EU Member States Must Work Together to Ease the Plight of Refugees

The only system for dealing with the crisis that makes sense - a quota system - was rejected in June. This would have seen asylum seekers distributed between the 28 member states according to the wealth and population size of those countries.

When police approached the abandoned lorry on Thursday morning, they saw blood leaking out of the back. We now know that 71 men, women and children suffocated inside.

The lorry was found in a lay-by, on a busy road leading into Vienna. It had been smuggling Syrian refugees. Three people have since been arrested in Hungary.

It has also been confirmed that more than 200 people have drowned off the coast of Libya, trying to make the crossing into Europe. This brings the total number of dead in the Mediterranean, this year alone, to more than 2,700. Well over 25,000 have now drowned trying to make the crossing since the year 2000.
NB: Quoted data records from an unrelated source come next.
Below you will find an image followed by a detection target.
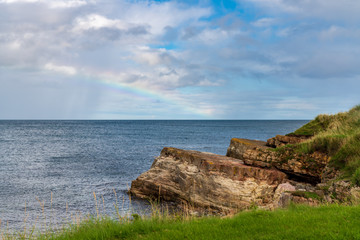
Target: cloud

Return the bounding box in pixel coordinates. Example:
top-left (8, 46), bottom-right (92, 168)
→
top-left (0, 0), bottom-right (88, 8)
top-left (44, 63), bottom-right (77, 75)
top-left (0, 0), bottom-right (360, 118)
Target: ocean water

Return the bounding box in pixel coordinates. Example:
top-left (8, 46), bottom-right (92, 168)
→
top-left (0, 120), bottom-right (307, 229)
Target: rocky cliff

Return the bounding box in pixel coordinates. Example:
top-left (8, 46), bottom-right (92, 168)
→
top-left (130, 148), bottom-right (287, 213)
top-left (130, 106), bottom-right (360, 214)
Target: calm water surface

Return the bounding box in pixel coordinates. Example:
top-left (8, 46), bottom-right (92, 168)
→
top-left (0, 120), bottom-right (307, 229)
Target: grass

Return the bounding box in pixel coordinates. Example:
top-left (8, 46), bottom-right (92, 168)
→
top-left (30, 205), bottom-right (360, 240)
top-left (278, 105), bottom-right (360, 186)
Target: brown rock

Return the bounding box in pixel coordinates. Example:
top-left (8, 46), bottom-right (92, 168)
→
top-left (226, 136), bottom-right (330, 183)
top-left (130, 148), bottom-right (286, 213)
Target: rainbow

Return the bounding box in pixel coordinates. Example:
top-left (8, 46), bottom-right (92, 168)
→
top-left (86, 76), bottom-right (212, 118)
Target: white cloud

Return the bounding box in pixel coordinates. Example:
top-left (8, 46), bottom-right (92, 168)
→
top-left (44, 63), bottom-right (77, 75)
top-left (0, 0), bottom-right (87, 8)
top-left (74, 14), bottom-right (128, 31)
top-left (252, 18), bottom-right (276, 27)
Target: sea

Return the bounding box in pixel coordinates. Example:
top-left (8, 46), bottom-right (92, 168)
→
top-left (0, 120), bottom-right (308, 232)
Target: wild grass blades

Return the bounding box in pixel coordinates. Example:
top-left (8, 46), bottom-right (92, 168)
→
top-left (278, 105), bottom-right (360, 186)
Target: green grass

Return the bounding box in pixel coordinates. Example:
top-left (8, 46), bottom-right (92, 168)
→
top-left (31, 205), bottom-right (360, 240)
top-left (278, 105), bottom-right (360, 186)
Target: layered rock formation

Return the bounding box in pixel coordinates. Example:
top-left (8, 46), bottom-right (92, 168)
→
top-left (226, 135), bottom-right (330, 183)
top-left (130, 135), bottom-right (360, 214)
top-left (130, 148), bottom-right (287, 213)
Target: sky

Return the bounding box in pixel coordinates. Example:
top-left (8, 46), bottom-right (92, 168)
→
top-left (0, 0), bottom-right (360, 119)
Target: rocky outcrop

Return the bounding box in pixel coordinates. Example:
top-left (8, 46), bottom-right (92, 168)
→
top-left (130, 135), bottom-right (354, 214)
top-left (130, 148), bottom-right (287, 213)
top-left (266, 135), bottom-right (309, 148)
top-left (226, 138), bottom-right (330, 183)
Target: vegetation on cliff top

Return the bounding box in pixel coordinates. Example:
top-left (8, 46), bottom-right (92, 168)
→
top-left (14, 205), bottom-right (360, 240)
top-left (289, 105), bottom-right (360, 185)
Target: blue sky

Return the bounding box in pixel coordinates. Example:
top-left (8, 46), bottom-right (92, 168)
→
top-left (0, 0), bottom-right (360, 119)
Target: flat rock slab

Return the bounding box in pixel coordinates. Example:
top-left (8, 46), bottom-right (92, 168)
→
top-left (130, 148), bottom-right (286, 213)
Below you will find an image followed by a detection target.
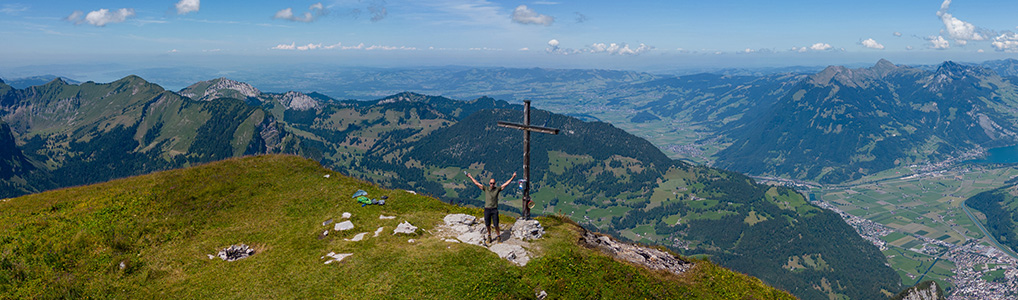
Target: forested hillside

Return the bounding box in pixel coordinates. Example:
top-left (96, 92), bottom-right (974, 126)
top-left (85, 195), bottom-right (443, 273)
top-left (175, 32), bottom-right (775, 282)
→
top-left (718, 60), bottom-right (1018, 183)
top-left (4, 77), bottom-right (900, 298)
top-left (0, 76), bottom-right (295, 191)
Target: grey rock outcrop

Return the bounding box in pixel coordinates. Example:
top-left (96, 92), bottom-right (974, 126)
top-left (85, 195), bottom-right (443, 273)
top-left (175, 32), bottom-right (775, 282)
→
top-left (436, 214), bottom-right (545, 265)
top-left (512, 220), bottom-right (545, 241)
top-left (579, 231), bottom-right (693, 275)
top-left (892, 281), bottom-right (947, 300)
top-left (217, 244), bottom-right (255, 261)
top-left (443, 214), bottom-right (487, 246)
top-left (488, 243), bottom-right (530, 266)
top-left (392, 221), bottom-right (417, 234)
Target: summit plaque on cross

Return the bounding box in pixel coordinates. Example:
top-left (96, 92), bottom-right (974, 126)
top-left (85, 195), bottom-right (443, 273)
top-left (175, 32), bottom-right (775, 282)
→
top-left (499, 100), bottom-right (559, 220)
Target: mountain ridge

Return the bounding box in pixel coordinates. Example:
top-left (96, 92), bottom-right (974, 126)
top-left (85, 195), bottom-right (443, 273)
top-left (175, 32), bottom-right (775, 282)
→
top-left (0, 155), bottom-right (793, 299)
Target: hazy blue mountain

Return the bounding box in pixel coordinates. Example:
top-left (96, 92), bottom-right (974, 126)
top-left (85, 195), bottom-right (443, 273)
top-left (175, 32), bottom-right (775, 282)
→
top-left (5, 75), bottom-right (81, 88)
top-left (718, 60), bottom-right (1018, 182)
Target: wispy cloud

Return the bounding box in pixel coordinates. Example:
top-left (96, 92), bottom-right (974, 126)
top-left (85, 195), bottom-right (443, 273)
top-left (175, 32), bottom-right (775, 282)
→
top-left (809, 43), bottom-right (834, 51)
top-left (406, 0), bottom-right (512, 28)
top-left (573, 11), bottom-right (587, 23)
top-left (176, 0), bottom-right (202, 14)
top-left (989, 32), bottom-right (1018, 53)
top-left (64, 8), bottom-right (134, 27)
top-left (0, 3), bottom-right (29, 15)
top-left (512, 5), bottom-right (555, 26)
top-left (273, 2), bottom-right (329, 23)
top-left (269, 43), bottom-right (417, 51)
top-left (545, 40), bottom-right (654, 56)
top-left (788, 43), bottom-right (834, 53)
top-left (859, 38), bottom-right (884, 50)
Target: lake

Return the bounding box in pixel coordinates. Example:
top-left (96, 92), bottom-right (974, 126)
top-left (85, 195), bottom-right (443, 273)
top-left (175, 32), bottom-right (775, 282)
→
top-left (968, 144), bottom-right (1018, 164)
To say that some EU member states are not doing enough in the face of this unfolding humanitarian disaster is an understatement. While Germany is expected to take in 800,000 asylum seekers this year, the UK is expected to take in around 30,000. Germany takes in many more asylum seekers each month than the UK does in a single year, and this discrepancy is reflected across much of the EU. In Greece, 50,000 refugees arrived in July alone, and the systems designed to handle them cannot cope.

The only system for dealing with the crisis that makes sense - a quota system - was rejected in June. This would have seen asylum seekers distributed between the 28 member states according to the wealth and population size of those countries. Angela Merkel rightly described it as the fairest method of resettling the migrants and refugees. And yet, the proposal was rejected outright by the UK, Denmark, Ireland and Spain, and major caveats were requested by other countries - for example, Poland only wants to accept Christians.
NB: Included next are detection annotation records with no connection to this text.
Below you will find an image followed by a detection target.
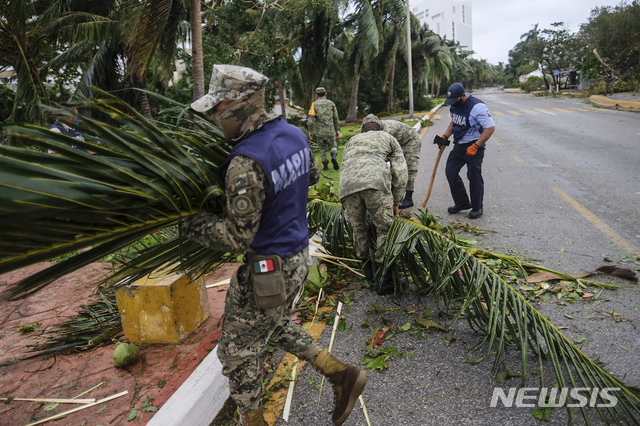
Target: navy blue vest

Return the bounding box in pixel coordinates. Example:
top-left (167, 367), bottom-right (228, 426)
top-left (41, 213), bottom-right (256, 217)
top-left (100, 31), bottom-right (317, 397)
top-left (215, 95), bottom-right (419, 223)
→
top-left (220, 117), bottom-right (311, 257)
top-left (49, 121), bottom-right (89, 152)
top-left (449, 95), bottom-right (484, 143)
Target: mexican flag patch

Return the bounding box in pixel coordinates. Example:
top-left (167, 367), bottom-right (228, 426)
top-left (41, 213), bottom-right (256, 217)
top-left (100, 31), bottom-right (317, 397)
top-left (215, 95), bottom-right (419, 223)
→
top-left (253, 259), bottom-right (273, 274)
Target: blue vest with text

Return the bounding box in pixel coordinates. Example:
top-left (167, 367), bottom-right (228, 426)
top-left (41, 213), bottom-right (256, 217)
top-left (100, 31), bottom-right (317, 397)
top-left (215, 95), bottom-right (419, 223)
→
top-left (220, 117), bottom-right (311, 257)
top-left (449, 95), bottom-right (484, 143)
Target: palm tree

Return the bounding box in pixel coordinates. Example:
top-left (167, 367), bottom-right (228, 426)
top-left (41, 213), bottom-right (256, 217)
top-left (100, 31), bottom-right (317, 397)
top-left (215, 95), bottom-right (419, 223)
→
top-left (57, 0), bottom-right (188, 118)
top-left (189, 0), bottom-right (204, 101)
top-left (0, 92), bottom-right (230, 297)
top-left (0, 0), bottom-right (54, 131)
top-left (345, 0), bottom-right (379, 121)
top-left (376, 0), bottom-right (410, 113)
top-left (0, 98), bottom-right (640, 423)
top-left (308, 200), bottom-right (640, 424)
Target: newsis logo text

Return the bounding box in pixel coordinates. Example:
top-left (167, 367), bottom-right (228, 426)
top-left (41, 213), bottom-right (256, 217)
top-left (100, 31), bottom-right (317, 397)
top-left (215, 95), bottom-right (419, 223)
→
top-left (490, 388), bottom-right (620, 408)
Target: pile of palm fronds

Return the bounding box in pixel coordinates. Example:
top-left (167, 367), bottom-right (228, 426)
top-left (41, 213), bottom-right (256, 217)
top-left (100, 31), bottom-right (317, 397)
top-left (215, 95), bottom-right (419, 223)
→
top-left (309, 201), bottom-right (640, 424)
top-left (0, 94), bottom-right (640, 422)
top-left (27, 292), bottom-right (122, 358)
top-left (0, 94), bottom-right (231, 299)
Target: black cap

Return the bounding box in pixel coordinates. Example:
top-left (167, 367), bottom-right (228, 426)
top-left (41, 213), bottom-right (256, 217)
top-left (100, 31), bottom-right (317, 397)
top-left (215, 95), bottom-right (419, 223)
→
top-left (444, 83), bottom-right (465, 105)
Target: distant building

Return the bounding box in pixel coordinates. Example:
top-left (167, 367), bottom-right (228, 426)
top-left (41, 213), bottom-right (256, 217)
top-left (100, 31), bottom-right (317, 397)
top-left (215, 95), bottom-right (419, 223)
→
top-left (409, 0), bottom-right (473, 50)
As a result, the demonstrably inadequate, grotesquely inhumane, situation persists.

In the opinion of Stefan Keßler, author of the book "Shipwreck: The Failure of European Refugee Policy", the only way to ease the refugee crisis is to open up legal corridors into Europe. Instead, the fortress mentality is pushing displaced peoples towards ever more desperate methods of entry, and putting them in the hands of ruthless traffickers, who care nothing for their well being.
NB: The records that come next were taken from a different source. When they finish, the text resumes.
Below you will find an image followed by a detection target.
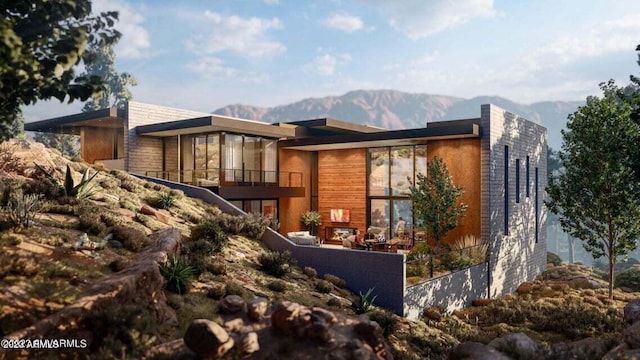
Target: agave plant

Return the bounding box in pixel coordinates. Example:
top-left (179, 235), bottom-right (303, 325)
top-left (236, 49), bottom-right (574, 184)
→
top-left (35, 164), bottom-right (99, 200)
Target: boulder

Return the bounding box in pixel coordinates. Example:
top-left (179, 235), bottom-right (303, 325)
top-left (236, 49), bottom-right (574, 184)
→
top-left (220, 295), bottom-right (245, 314)
top-left (240, 331), bottom-right (260, 355)
top-left (447, 341), bottom-right (511, 360)
top-left (183, 319), bottom-right (234, 359)
top-left (247, 297), bottom-right (269, 321)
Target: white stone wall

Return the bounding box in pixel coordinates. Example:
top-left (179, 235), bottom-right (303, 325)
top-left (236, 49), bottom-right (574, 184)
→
top-left (124, 101), bottom-right (211, 174)
top-left (481, 105), bottom-right (547, 297)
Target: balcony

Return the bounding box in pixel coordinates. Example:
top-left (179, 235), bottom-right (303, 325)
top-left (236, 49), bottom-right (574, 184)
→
top-left (144, 169), bottom-right (305, 199)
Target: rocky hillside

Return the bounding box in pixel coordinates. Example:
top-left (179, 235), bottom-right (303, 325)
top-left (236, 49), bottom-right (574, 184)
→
top-left (214, 90), bottom-right (582, 149)
top-left (0, 142), bottom-right (640, 360)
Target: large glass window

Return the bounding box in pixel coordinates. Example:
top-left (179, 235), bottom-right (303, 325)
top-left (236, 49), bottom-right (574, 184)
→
top-left (369, 148), bottom-right (389, 196)
top-left (368, 145), bottom-right (427, 238)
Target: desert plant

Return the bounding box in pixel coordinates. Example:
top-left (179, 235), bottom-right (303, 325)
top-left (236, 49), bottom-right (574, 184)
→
top-left (302, 266), bottom-right (318, 279)
top-left (315, 280), bottom-right (333, 294)
top-left (242, 213), bottom-right (268, 239)
top-left (351, 288), bottom-right (378, 315)
top-left (156, 192), bottom-right (177, 210)
top-left (35, 164), bottom-right (99, 199)
top-left (258, 251), bottom-right (295, 277)
top-left (4, 192), bottom-right (41, 227)
top-left (369, 310), bottom-right (399, 337)
top-left (547, 251), bottom-right (562, 266)
top-left (160, 256), bottom-right (193, 294)
top-left (322, 274), bottom-right (347, 289)
top-left (615, 268), bottom-right (640, 291)
top-left (191, 218), bottom-right (229, 253)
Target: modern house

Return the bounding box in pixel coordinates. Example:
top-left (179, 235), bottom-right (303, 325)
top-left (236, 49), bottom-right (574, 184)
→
top-left (25, 101), bottom-right (547, 316)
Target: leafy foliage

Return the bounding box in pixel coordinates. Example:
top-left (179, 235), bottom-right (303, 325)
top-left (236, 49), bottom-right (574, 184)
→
top-left (409, 156), bottom-right (467, 246)
top-left (258, 251), bottom-right (295, 277)
top-left (351, 288), bottom-right (378, 314)
top-left (546, 81), bottom-right (640, 298)
top-left (160, 256), bottom-right (193, 294)
top-left (0, 0), bottom-right (120, 140)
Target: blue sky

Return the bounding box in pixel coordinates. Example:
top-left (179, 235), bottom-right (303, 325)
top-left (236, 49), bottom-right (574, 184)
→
top-left (24, 0), bottom-right (640, 121)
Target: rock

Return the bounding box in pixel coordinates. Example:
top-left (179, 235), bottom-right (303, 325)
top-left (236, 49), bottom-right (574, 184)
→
top-left (624, 300), bottom-right (640, 325)
top-left (183, 319), bottom-right (234, 359)
top-left (271, 300), bottom-right (300, 335)
top-left (220, 295), bottom-right (244, 314)
top-left (353, 316), bottom-right (387, 358)
top-left (489, 333), bottom-right (540, 359)
top-left (516, 281), bottom-right (533, 295)
top-left (447, 341), bottom-right (510, 360)
top-left (622, 321), bottom-right (640, 349)
top-left (247, 297), bottom-right (269, 321)
top-left (240, 331), bottom-right (260, 354)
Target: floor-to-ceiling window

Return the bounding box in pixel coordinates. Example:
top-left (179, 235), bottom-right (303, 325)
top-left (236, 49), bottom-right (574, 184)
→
top-left (368, 145), bottom-right (427, 238)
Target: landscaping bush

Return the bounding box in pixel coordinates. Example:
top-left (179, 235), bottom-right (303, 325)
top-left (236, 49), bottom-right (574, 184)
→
top-left (322, 274), bottom-right (347, 289)
top-left (302, 266), bottom-right (318, 279)
top-left (267, 280), bottom-right (287, 292)
top-left (160, 256), bottom-right (194, 294)
top-left (316, 280), bottom-right (333, 294)
top-left (547, 251), bottom-right (562, 266)
top-left (191, 219), bottom-right (229, 253)
top-left (614, 268), bottom-right (640, 291)
top-left (112, 225), bottom-right (149, 252)
top-left (369, 310), bottom-right (399, 337)
top-left (258, 251), bottom-right (295, 277)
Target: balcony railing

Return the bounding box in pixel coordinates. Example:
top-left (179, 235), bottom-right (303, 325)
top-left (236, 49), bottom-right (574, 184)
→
top-left (144, 169), bottom-right (303, 187)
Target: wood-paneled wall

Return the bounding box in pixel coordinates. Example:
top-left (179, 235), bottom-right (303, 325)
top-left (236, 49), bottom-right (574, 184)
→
top-left (279, 149), bottom-right (311, 235)
top-left (427, 139), bottom-right (481, 243)
top-left (318, 149), bottom-right (367, 239)
top-left (80, 126), bottom-right (115, 164)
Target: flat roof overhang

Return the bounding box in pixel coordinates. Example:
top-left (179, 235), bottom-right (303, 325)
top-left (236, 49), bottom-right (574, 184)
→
top-left (217, 186), bottom-right (304, 200)
top-left (136, 115), bottom-right (295, 138)
top-left (279, 123), bottom-right (480, 151)
top-left (24, 108), bottom-right (126, 134)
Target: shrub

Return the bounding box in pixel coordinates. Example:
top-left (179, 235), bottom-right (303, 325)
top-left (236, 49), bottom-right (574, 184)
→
top-left (242, 213), bottom-right (268, 239)
top-left (316, 280), bottom-right (333, 294)
top-left (351, 288), bottom-right (378, 315)
top-left (258, 251), bottom-right (295, 277)
top-left (614, 268), bottom-right (640, 291)
top-left (369, 310), bottom-right (398, 337)
top-left (547, 251), bottom-right (562, 266)
top-left (302, 266), bottom-right (318, 279)
top-left (78, 213), bottom-right (107, 235)
top-left (5, 192), bottom-right (40, 227)
top-left (224, 281), bottom-right (247, 297)
top-left (112, 225), bottom-right (149, 252)
top-left (191, 219), bottom-right (229, 253)
top-left (267, 280), bottom-right (287, 292)
top-left (160, 256), bottom-right (193, 294)
top-left (156, 192), bottom-right (177, 210)
top-left (322, 274), bottom-right (347, 289)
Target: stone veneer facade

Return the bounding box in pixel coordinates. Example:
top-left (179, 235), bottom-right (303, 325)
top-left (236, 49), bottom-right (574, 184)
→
top-left (481, 105), bottom-right (547, 297)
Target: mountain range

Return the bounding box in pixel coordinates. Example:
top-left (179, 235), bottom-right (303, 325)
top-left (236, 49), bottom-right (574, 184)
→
top-left (213, 90), bottom-right (584, 150)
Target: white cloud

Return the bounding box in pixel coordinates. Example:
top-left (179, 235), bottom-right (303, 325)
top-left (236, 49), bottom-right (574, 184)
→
top-left (187, 11), bottom-right (287, 58)
top-left (361, 0), bottom-right (497, 39)
top-left (320, 13), bottom-right (364, 33)
top-left (302, 54), bottom-right (351, 76)
top-left (93, 0), bottom-right (151, 58)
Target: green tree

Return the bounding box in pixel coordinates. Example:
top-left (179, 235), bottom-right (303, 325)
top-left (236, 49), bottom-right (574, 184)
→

In his own words: "The EU betrays its own values in its treatment of refugees. Instead of acting like a winner of the Nobel Peace Prize, it behaves like an economic alliance [...] Countries are pushing refugees back and forth like toxic waste."

This abdication of responsibility must end. The situation is horrendous, it is deteriorating rapidly, and there is no limit to how bad it might get. In an increasingly unstable world, European countries must act in a coordinated way, so that robust, humane and flexible systems can be put in place to deal with the growing influx of migrants and refugees. I for one do not want to live in a country whose government has such callous disregard for our fellow human beings that it would maneuver in whatever way it can to take in as few of them as possible. On this issue, Germany leads the way, and it is time for other large, wealthy European countries to follow its example.